The blonde shook her head.
“Well, she works the graveyard shift in the medical
wing. We rode down the elevator together this morning, and she said
the weirdest thing happened last night. It seems the patient in
room 402 has terminal cancer, stomach and liver, I think, and the
doctors expected him to kick off last night. Instead, this morning
they find this guy sitting straight up in bed chatting with his
wife like he was sitting on his front porch. His skin color was
normal, and so were his vitals. He had even gained weight. Sure has
the doctors puzzled.”
“That’s not too difficult to do,” the blonde said
giggling. “So what happened?”
“I don’t know and Beth didn’t either. They called in
several doctors and kept everyone else out. But Beth saw the man
and he looked different this morning than he did last night.”

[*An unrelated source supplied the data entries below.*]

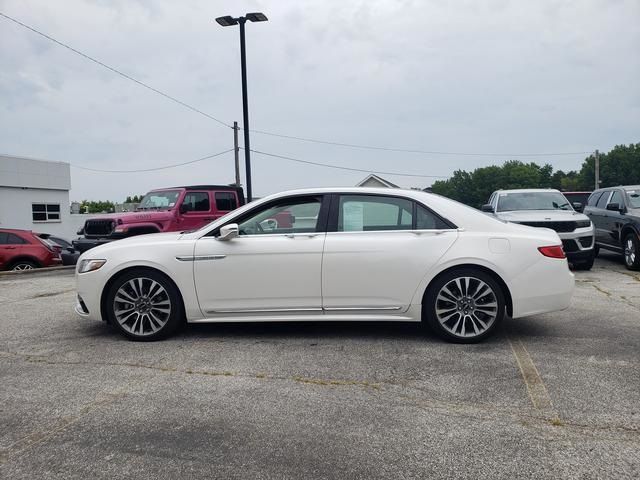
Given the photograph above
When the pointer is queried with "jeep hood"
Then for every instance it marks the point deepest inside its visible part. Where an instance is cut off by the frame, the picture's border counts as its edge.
(126, 218)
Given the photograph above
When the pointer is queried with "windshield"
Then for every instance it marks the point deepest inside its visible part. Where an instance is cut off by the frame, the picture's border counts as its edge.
(157, 200)
(634, 198)
(508, 202)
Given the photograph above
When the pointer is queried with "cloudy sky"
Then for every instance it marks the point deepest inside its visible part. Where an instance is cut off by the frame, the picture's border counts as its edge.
(509, 77)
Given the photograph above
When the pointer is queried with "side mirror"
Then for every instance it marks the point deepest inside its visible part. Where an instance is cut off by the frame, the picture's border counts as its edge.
(615, 207)
(487, 208)
(228, 231)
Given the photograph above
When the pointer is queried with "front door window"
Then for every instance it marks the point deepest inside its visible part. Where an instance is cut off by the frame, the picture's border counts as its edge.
(299, 215)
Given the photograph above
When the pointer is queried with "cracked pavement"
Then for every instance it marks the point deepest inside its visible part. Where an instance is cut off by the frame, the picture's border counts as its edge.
(551, 396)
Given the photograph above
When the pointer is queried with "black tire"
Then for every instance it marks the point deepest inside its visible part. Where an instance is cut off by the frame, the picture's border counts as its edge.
(631, 249)
(20, 265)
(585, 264)
(157, 311)
(460, 314)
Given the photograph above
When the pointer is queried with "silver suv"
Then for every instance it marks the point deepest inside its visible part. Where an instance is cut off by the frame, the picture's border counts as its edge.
(548, 208)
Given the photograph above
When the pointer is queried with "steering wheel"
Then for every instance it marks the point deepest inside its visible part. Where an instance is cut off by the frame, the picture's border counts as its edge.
(271, 223)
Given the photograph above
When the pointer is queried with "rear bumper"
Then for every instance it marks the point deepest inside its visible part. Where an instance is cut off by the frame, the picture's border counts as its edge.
(580, 255)
(545, 287)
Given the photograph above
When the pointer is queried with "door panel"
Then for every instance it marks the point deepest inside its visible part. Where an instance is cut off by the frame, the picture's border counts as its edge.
(266, 273)
(378, 270)
(273, 266)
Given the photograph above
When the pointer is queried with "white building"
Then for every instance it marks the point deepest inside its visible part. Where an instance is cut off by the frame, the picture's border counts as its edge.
(34, 195)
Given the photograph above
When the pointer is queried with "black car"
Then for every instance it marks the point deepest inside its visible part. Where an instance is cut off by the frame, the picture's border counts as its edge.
(615, 212)
(68, 253)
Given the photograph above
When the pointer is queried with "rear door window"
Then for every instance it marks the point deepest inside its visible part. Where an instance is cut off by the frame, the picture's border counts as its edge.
(197, 202)
(366, 213)
(226, 201)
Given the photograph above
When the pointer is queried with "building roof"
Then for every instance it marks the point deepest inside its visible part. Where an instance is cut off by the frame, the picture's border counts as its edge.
(21, 172)
(375, 179)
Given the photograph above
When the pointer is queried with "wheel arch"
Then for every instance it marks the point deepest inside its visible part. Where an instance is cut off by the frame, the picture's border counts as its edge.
(124, 271)
(28, 258)
(503, 285)
(626, 230)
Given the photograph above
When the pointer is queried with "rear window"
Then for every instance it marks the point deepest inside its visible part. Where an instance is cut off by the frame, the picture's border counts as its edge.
(8, 238)
(226, 201)
(634, 198)
(593, 199)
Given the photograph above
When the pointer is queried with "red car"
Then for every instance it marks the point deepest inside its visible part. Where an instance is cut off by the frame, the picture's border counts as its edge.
(24, 250)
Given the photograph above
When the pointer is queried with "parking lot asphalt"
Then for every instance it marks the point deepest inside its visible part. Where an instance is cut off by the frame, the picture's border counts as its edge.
(551, 396)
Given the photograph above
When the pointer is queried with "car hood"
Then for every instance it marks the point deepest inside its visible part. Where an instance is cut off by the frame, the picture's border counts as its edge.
(149, 240)
(142, 216)
(541, 216)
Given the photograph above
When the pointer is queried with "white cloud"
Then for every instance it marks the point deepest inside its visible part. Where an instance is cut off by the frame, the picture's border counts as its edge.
(470, 76)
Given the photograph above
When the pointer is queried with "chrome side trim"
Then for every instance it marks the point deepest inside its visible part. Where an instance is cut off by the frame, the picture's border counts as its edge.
(198, 258)
(271, 310)
(295, 310)
(368, 309)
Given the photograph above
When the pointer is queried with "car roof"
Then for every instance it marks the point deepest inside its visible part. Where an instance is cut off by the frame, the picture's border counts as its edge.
(529, 190)
(200, 187)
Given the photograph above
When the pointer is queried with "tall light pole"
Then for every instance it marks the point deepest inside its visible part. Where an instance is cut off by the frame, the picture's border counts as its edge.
(227, 22)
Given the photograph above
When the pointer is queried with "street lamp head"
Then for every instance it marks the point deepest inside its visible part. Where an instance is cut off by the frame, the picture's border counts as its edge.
(227, 21)
(256, 17)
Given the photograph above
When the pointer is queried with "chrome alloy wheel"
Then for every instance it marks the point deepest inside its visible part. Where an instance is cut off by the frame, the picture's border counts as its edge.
(22, 266)
(629, 251)
(142, 306)
(466, 307)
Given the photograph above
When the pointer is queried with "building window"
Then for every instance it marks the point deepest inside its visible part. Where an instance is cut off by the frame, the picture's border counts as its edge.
(45, 212)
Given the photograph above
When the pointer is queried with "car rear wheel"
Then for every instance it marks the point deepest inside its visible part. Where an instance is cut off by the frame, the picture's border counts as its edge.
(631, 247)
(464, 306)
(144, 305)
(21, 265)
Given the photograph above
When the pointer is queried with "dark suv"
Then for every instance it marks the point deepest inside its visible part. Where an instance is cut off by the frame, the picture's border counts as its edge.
(615, 212)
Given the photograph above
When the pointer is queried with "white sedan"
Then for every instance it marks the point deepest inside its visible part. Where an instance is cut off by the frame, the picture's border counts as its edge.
(330, 254)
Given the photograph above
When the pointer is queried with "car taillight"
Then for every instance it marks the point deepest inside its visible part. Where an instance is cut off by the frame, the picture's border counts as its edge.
(46, 244)
(553, 251)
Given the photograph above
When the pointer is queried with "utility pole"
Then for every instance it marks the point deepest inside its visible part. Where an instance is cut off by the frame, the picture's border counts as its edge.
(227, 21)
(236, 151)
(597, 161)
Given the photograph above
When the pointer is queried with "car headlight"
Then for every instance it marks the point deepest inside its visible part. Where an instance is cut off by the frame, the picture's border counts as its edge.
(89, 265)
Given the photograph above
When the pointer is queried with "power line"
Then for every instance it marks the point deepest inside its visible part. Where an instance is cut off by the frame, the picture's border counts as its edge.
(153, 169)
(408, 150)
(347, 168)
(115, 70)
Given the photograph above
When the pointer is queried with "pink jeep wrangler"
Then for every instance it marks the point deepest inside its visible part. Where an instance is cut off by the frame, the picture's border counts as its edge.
(164, 210)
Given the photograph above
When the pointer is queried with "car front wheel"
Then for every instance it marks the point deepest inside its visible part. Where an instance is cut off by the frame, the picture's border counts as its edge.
(464, 306)
(631, 248)
(144, 305)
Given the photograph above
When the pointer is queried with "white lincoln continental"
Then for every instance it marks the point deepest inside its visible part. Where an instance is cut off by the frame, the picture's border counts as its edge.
(330, 254)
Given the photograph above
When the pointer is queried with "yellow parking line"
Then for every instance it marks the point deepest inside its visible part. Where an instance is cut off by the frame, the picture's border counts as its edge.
(538, 392)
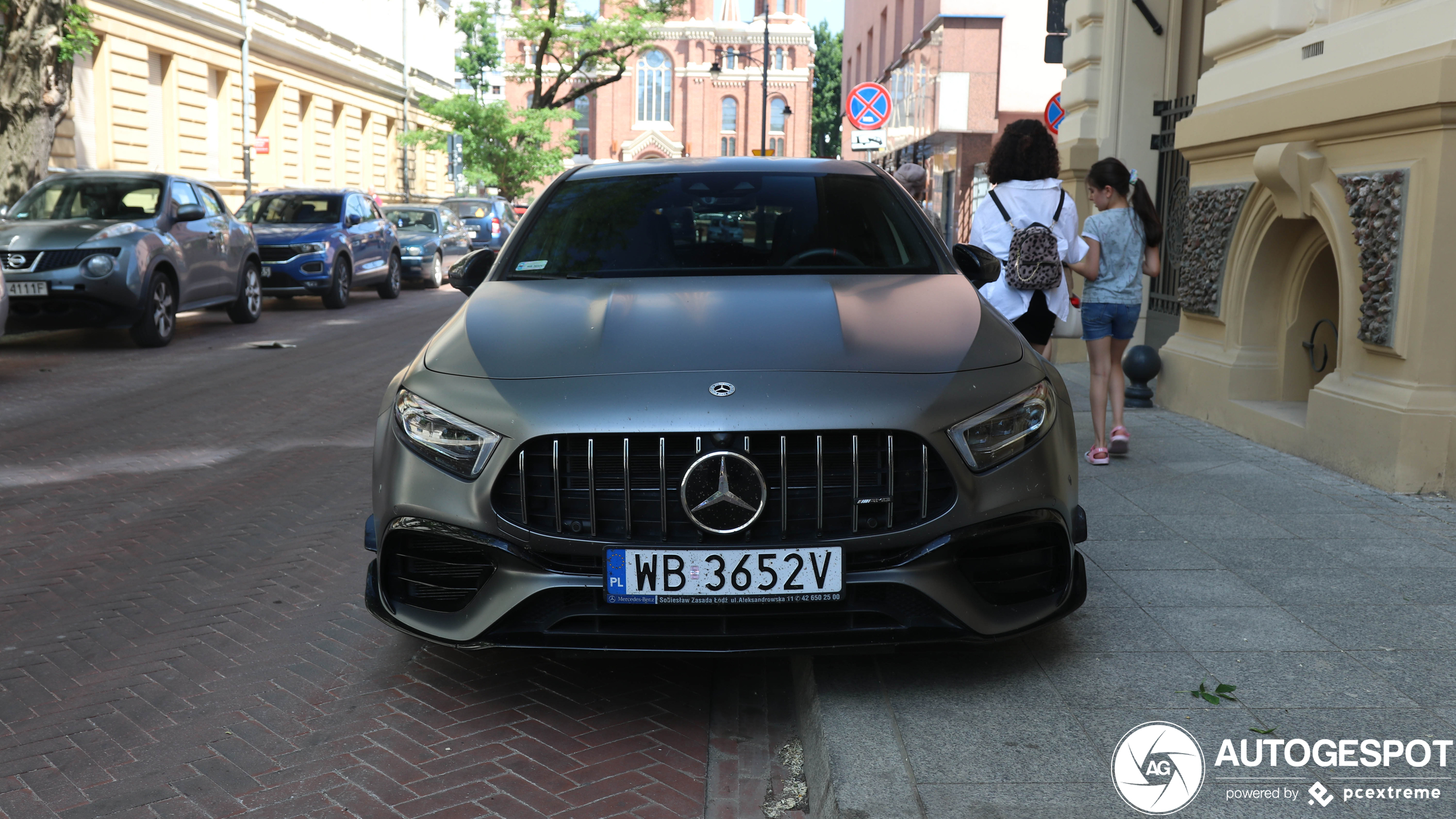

“What are the doctors saying?”
“They won’t talk about it, but her shift supervisor
was pretty shook up.”
“It is kinda’ shocking when someone gets well around
here, isn’t it?” Both women laughed.
Rachel studied them for a moment and considered
saying something but decided against it. Gossip and rumor were part
of hospital life and making a scene would achieve nothing. She
would just consider this overheard conversation for what it truly
was: a flight of fancy by bored nurses. If anything of such
magnitude had happened, then she would hear of it through proper
Sunday, March 1, 1992; 7:00
MUSIC SLOWLY WORKED ITS way into the sleep shrouded
mind of Adam Bridger, gently urging him awake. Adam begrudgingly
opened one eye and peered over his pillow at the red numbers on his
alarm clock. Seven o’clock and his stomach hurt. His anxiety was
always punctual. He turned off the alarm and rolled onto his back,
trying to rationalize away his nagging insecurity.
How often had he done this? Three times every week
for fifteen years. Twice on Sundays, once on Wednesday nights for
fifty weeks each year came to 150 times each year. Multiplying by
fifteen years equaled a grand total of 2,250. “Two thousand two
hundred and fifty times, and each time I fight this battle. It
should all be cut and dried by now.”
He began the morning’s routine that had been
polished over the last fifteen years. Each Sunday morning after he
showered and shaved, he would review his sermon notes over
breakfast: a bowl of cereal, a cup of coffee, and orange juice.
Then he dressed and drove to the Maple Street Community Church
where he had served as pastor for the past nine years. In his
office he would review his notes again. By the time he stood in the
pulpit at eleven that morning, the anxiety would be gone and he
would find himself enjoying the exhilarating act of preaching.
This morning, however, Adam noticed that his stomach
hurt more than usual.
Sunday, March 1, 1992; 11:00
HE WOULD HAVE CONSIDERED it an exceptional morning
if it hadn’t been for the persistent pain in his abdomen. Earlier
he had attributed the pain to his usual Sunday anxiety, but his
anxiety was always gone by the time the worship service started.
Even Melba Watson, president of the Woman’s Missionary Fellowship
and the church’s “official” busybody, had commented that he
appeared a little pale. Perhaps he was coming down with the flu.
That had happened to him once before and to keep from becoming ill
in the pub pit he had to cut his sermon short and exit through a
side door that led to a courtyard between the sanctuary and the
Sunday School building, He dreaded the thought of having to do that
The worship service was unusually full. The church
had nearly 500 members of which about 300 attended each Sunday.
This Sunday, however, there were at least 400 people sitting in the
church’s aging pews. Adam looked over the sea of faces, noticing
the regular attendees and several people he had not seen before.
New faces always pleased ministers and Adam was no different. He
would make sure that he shook hands with them before they left.